В противоположность отцу мать, Елена Давыдовна, в девичестве Гнояная, была очень спокойная: нежная, ласковая, небольшого роста, пышная, что делало её настоящей матроной. А когда она распускала свою чёрную длинную косу, которая свисала ниже ягодиц, то эта коса оттягивала голову назад, а так мама каждое утро заплетала и закручивала косу сзади на голове. Её большие серые глаза, встроенные природой в красивое белое лицо, всегда ласково смотрели на детей – манили к себе и одновременно придавали лицу кротость и миловидное выражение. Уместно будет отметить: в молодости она была стройна и настолько красива, что начиная с её пятнадцати лет с близлежащих сёл и городов такие же помещики, как и их семья, и даже купцы засылали сватов, которым из-за возраста отказывали, а в восемнадцать лет она сама выбрала отца.

В семье нас было шестеро детей. Старшая – Пелагея, среднего роста и полноты, вся в веснушках – была своеобразно умна и очень тактична, с маленьким круглым лицом, рыжеватыми волосами и бегающими карими глазами. За ней – Татьяна; округлая фигуркой, она всегда чего-то жевала, в период качания мёда бегала на пасеку и кружками пила мёд. Училась не очень, за что ей часто попадало, была хитра и ленива, да ещё и себе на уме. Третьей была я, описывать себя не буду, поскольку вы меня видите и хорошо узнали меня за период нашего общения. Следом за мной – Александра, мы с ней очень похожи и ростом, и лицом, и даже характером, невзирая на то, что она на год моложе меня, а засим не буду описывать и характеризовать.
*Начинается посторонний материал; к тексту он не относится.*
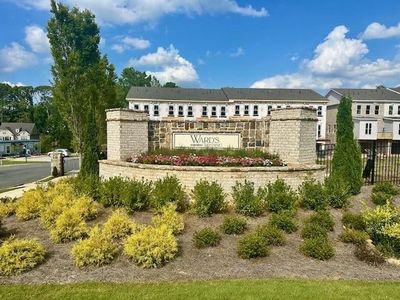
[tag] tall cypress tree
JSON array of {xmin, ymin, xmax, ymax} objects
[{"xmin": 331, "ymin": 97, "xmax": 363, "ymax": 194}]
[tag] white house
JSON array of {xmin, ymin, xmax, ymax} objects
[
  {"xmin": 326, "ymin": 87, "xmax": 400, "ymax": 149},
  {"xmin": 0, "ymin": 123, "xmax": 39, "ymax": 155},
  {"xmin": 126, "ymin": 87, "xmax": 327, "ymax": 141}
]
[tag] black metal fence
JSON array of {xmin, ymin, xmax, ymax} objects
[{"xmin": 317, "ymin": 141, "xmax": 400, "ymax": 185}]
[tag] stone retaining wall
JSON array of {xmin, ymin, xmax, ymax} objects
[{"xmin": 100, "ymin": 160, "xmax": 325, "ymax": 200}]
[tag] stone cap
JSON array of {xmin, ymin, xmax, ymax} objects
[
  {"xmin": 271, "ymin": 106, "xmax": 318, "ymax": 121},
  {"xmin": 106, "ymin": 108, "xmax": 149, "ymax": 121}
]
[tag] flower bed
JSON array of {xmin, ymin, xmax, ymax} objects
[{"xmin": 127, "ymin": 149, "xmax": 284, "ymax": 167}]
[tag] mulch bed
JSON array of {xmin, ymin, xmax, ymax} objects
[{"xmin": 0, "ymin": 187, "xmax": 400, "ymax": 283}]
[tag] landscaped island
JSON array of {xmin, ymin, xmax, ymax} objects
[{"xmin": 127, "ymin": 148, "xmax": 284, "ymax": 167}]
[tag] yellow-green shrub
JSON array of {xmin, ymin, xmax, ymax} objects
[
  {"xmin": 40, "ymin": 193, "xmax": 73, "ymax": 228},
  {"xmin": 50, "ymin": 209, "xmax": 89, "ymax": 243},
  {"xmin": 72, "ymin": 195, "xmax": 98, "ymax": 220},
  {"xmin": 103, "ymin": 210, "xmax": 140, "ymax": 239},
  {"xmin": 0, "ymin": 238, "xmax": 46, "ymax": 276},
  {"xmin": 71, "ymin": 226, "xmax": 118, "ymax": 267},
  {"xmin": 15, "ymin": 187, "xmax": 48, "ymax": 220},
  {"xmin": 124, "ymin": 225, "xmax": 178, "ymax": 268},
  {"xmin": 0, "ymin": 201, "xmax": 16, "ymax": 218},
  {"xmin": 151, "ymin": 203, "xmax": 185, "ymax": 234}
]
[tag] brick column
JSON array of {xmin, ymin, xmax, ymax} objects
[
  {"xmin": 106, "ymin": 108, "xmax": 149, "ymax": 160},
  {"xmin": 269, "ymin": 107, "xmax": 318, "ymax": 164}
]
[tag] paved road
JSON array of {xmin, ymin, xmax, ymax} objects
[{"xmin": 0, "ymin": 158, "xmax": 79, "ymax": 188}]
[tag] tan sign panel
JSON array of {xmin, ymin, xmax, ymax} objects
[{"xmin": 172, "ymin": 132, "xmax": 240, "ymax": 149}]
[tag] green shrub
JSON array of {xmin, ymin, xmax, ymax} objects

Единственное, чем она отличалась от меня, так это влюбчивостью; она постоянно грезила после того, как тайком от родителей прочла какой-то роман. И стоило появиться у нас каким-нибудь молодожёнам, как она тут же прилипала к молодой со своими вопросами о любви и близости с мужчиной.

Старший из моих братьев – Геннадий, всегда спокойный, покорный и учтивый к родителям, но задумчивый, ростом чуть выше среднего, худощавый; лицо чистое, вытянутое и с большим носом. Младший брат – Иван, он же последний в нашей семье, противоположность всем нам по темпераменту – сангвиник в полном соответствии. Внешностью он был копией нашего отца – девяносто процентов, лишь юмор, молодость и деспотизм отличали его от отца.
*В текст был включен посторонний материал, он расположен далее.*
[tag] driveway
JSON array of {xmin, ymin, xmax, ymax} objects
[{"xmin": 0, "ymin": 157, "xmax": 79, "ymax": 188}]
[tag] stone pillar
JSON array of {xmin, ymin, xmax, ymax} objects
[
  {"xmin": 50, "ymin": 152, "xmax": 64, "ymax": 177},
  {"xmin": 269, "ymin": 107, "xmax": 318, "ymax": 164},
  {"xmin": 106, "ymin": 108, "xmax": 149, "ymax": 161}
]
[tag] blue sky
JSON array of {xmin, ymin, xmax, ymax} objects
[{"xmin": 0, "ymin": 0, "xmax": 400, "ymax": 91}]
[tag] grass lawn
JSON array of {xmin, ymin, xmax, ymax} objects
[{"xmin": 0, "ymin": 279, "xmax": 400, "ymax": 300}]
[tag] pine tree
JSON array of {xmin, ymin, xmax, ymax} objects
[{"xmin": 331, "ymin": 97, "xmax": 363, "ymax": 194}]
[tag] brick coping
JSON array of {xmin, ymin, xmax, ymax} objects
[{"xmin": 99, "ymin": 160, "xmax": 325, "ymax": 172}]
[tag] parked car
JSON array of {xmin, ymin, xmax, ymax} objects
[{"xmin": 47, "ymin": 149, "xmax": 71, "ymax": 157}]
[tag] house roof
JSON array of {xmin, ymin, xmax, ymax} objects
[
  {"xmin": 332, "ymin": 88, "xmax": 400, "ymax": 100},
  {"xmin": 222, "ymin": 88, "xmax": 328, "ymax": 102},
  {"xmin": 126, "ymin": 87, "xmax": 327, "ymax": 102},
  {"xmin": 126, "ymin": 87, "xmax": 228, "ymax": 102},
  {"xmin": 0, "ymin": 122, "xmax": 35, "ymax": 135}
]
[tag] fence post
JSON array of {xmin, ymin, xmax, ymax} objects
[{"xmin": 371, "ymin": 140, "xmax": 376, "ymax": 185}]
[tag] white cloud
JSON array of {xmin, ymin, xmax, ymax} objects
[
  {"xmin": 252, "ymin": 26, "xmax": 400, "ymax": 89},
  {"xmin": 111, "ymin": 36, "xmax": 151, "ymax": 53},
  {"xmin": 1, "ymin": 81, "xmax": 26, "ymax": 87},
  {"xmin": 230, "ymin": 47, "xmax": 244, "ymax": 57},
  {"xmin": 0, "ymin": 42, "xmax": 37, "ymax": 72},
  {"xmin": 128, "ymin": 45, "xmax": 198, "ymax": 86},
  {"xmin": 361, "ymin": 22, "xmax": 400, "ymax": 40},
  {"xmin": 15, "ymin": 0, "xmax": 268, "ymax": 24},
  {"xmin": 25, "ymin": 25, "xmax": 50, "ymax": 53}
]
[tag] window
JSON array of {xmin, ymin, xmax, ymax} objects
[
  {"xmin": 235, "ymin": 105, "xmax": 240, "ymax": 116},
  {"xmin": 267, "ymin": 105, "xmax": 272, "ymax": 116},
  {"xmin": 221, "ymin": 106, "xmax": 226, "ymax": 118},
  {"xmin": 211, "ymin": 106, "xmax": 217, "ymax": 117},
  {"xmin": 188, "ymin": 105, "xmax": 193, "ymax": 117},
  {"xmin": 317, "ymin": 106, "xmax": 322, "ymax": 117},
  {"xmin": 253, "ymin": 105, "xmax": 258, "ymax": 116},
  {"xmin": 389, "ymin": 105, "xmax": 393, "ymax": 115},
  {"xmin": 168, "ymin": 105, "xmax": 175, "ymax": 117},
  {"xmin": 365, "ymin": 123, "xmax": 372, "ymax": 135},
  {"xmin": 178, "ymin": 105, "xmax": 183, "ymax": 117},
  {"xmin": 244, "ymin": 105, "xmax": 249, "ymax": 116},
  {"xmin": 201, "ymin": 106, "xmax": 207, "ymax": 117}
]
Жили мы обособленно на хуторе Бовин, который состоял из трёх семейных усадеб братьев Карабут. Одной из усадеб была наша, вторая – дядьки Василия, третья – дядьки Макара. Расстояние между усадьбами было в пятнадцать минут хода пешком.

Усадьбы располагались вокруг большого проточного пруда, расстояние до него у всех было примерно одинаковое, в нём водилась рыба к столу. Водоплавающие понемногу кормились тем, что водилось в пруду, и плавали в этой воде; у всех этой птицы было предостаточно.

Жили натуральным хозяйством, земли у каждого было по сорок десятин посевных площадей, а может, и больше. Не помню, сколько десятин занимали большой фруктовый сад, пасека, бахча, огород и вся усадьба, в которой разместились дом из шести комнат, амбар, мастерские, конюшня, хлев-коровник, курятник, свинарник и прочие строения. В то время мы имели пару плугов, бороны, сеялку, косилку и установку для обмолота зерна. Жили зажиточно. Имели в наличии четыре лошади-пятилетки, три коровы, несколько телят, свиней с поросятами больше пятнадцати; курам, гусям и уткам не вели счёта. Пасека была большая, ульев, наверное, штук пятьдесят, если не больше.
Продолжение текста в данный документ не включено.